O Chefe de Estado quer “preparar as Forças Armadas num modelo completo”, para que possam “obter informações, agir de forma autónoma, escolher os seus parceiros, para nos proteger, tanto no nosso solo, como na Europa e no Mediterrâneo”.

Em termos concretos, milhares de milhões para a guerra, quase 10.000 soldados em manobras activas em território nacional a partir de 2023, tropas francesas destacadas na Roménia.

Uns dias antes, a Primeira-ministra Elisabeth Borne tinha recorrido, pela décima vez, ao artigo 49.3 (da Constituição bonapartista) para viabilizar o Orçamento do Estado, homologando em particular 2.000 cortes em postos de Ensino para o início do ano lectivo de 2023, incluindo 1.117 em escolas pré-primárias e primárias!
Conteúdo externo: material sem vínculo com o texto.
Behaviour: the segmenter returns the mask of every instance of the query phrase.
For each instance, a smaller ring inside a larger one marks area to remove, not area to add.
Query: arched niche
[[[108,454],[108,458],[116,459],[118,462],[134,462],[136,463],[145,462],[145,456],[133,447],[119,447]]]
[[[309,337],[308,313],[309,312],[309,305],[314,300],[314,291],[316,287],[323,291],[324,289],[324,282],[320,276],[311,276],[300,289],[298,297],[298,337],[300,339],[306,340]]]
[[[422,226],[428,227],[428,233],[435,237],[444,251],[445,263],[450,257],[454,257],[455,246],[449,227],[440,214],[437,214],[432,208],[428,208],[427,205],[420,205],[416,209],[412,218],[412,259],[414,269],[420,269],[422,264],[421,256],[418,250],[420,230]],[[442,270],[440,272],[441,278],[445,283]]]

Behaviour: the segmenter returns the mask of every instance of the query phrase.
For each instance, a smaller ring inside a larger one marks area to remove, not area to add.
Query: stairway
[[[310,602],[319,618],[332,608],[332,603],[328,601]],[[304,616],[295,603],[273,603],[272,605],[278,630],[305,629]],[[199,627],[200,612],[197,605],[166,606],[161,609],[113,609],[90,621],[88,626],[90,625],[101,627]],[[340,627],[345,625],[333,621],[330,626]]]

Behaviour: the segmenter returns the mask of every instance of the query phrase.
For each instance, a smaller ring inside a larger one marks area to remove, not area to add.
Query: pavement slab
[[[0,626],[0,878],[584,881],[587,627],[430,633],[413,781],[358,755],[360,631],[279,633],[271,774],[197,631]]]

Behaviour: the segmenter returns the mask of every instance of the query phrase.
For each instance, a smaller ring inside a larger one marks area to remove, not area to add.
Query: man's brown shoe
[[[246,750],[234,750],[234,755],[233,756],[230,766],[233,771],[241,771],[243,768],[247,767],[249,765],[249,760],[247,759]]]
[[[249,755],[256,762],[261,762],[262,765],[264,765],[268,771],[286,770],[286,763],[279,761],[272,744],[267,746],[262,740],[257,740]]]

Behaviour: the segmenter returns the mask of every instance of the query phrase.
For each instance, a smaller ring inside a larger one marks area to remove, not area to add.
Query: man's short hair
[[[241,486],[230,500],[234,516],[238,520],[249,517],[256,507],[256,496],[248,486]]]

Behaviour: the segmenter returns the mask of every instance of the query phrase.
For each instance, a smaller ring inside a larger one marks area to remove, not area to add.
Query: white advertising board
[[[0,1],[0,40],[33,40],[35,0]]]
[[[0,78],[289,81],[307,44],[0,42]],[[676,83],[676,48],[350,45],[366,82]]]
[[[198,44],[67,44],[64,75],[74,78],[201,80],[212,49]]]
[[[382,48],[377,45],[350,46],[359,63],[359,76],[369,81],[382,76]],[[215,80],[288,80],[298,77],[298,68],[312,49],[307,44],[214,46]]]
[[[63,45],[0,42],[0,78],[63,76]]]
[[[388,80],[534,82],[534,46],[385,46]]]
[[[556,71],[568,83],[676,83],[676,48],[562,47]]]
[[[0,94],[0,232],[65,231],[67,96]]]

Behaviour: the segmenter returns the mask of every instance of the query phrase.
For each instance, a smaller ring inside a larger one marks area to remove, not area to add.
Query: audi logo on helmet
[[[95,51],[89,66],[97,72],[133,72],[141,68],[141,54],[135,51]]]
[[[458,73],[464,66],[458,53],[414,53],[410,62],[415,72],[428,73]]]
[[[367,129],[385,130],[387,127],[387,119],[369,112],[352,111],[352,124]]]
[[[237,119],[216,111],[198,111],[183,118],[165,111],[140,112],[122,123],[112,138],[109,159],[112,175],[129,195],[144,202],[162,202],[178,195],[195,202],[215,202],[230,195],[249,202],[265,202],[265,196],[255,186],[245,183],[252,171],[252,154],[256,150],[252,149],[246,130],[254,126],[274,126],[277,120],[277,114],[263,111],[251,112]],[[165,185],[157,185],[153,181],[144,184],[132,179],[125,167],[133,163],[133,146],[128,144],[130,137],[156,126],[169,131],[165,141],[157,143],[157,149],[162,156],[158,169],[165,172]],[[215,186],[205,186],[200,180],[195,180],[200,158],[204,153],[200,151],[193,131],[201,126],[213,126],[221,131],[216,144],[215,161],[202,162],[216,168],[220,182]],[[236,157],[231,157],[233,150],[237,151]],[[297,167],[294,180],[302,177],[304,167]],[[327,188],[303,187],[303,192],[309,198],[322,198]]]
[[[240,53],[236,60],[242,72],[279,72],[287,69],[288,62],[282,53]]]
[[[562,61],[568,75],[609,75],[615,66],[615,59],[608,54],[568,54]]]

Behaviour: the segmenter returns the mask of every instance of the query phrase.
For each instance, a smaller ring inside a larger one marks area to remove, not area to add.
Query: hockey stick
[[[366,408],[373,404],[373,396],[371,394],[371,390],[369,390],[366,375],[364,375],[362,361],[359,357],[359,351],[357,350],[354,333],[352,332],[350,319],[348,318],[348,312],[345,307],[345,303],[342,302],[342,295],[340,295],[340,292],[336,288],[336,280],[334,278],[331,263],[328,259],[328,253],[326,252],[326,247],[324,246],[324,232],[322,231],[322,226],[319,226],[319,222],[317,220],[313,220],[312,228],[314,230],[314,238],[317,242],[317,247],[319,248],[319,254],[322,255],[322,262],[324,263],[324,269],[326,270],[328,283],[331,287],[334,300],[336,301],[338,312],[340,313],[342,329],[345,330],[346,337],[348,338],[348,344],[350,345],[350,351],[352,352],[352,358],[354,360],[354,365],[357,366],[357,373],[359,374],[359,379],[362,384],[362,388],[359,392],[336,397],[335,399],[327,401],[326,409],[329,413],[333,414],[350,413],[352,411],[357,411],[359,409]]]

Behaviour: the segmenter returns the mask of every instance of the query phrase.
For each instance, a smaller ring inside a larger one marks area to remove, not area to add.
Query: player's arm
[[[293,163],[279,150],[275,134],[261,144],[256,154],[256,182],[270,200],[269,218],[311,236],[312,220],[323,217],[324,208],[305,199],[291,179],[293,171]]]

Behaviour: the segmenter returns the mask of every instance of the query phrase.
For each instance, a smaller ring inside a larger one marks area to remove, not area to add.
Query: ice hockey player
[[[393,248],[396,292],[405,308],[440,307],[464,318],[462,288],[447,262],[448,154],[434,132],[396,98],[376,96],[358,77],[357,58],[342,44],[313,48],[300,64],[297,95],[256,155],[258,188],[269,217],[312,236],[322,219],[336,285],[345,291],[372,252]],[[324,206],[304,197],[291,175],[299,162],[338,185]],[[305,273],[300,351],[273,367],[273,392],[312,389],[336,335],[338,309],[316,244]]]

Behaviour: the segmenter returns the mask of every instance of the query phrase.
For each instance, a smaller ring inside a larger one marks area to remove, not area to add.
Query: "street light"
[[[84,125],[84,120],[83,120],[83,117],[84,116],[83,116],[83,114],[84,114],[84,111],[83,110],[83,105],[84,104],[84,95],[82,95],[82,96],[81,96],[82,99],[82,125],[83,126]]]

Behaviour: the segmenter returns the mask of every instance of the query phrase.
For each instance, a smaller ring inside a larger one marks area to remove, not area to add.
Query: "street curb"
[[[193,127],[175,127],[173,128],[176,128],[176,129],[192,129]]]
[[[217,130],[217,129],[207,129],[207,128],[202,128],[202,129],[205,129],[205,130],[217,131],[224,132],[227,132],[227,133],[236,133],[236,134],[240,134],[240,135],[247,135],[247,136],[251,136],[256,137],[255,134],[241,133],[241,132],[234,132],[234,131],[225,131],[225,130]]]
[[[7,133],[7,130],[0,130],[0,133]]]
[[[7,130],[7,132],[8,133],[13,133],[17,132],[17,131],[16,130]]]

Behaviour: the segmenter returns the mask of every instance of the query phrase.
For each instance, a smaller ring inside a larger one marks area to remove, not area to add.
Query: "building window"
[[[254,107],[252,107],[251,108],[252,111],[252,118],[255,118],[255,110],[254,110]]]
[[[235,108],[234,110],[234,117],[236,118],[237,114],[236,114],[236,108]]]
A UNIÃO NACIONAL ESTÁ A PASSAR UM MAU BOCADO

O desempenho ridículo e grotesco de Macron – manifestado numa tentativa de recuperar a popularidade dos Blues (1) na noite da Final, e da aplicação de dez 49.3 em relação ao Orçamento em dois meses: decididamente, este Regime vai nu. “Cada artigo da Lei de Finanças (Orçamento) exigiu do Governo uma energia excepcional”, analisa o jornal Le Figaro (20 de Dezembro), “Elisabeth Borne utiliza o 49.3 mais frequentemente e as moções de censura estão também em voga.”

Para levar por diante os seus planos, Macron está constantemente a procurar a união nacional: em torno da guerra e dos Blues. Mas, o mínimo que podemos dizer é que a operação está a enfrentar dificuldades.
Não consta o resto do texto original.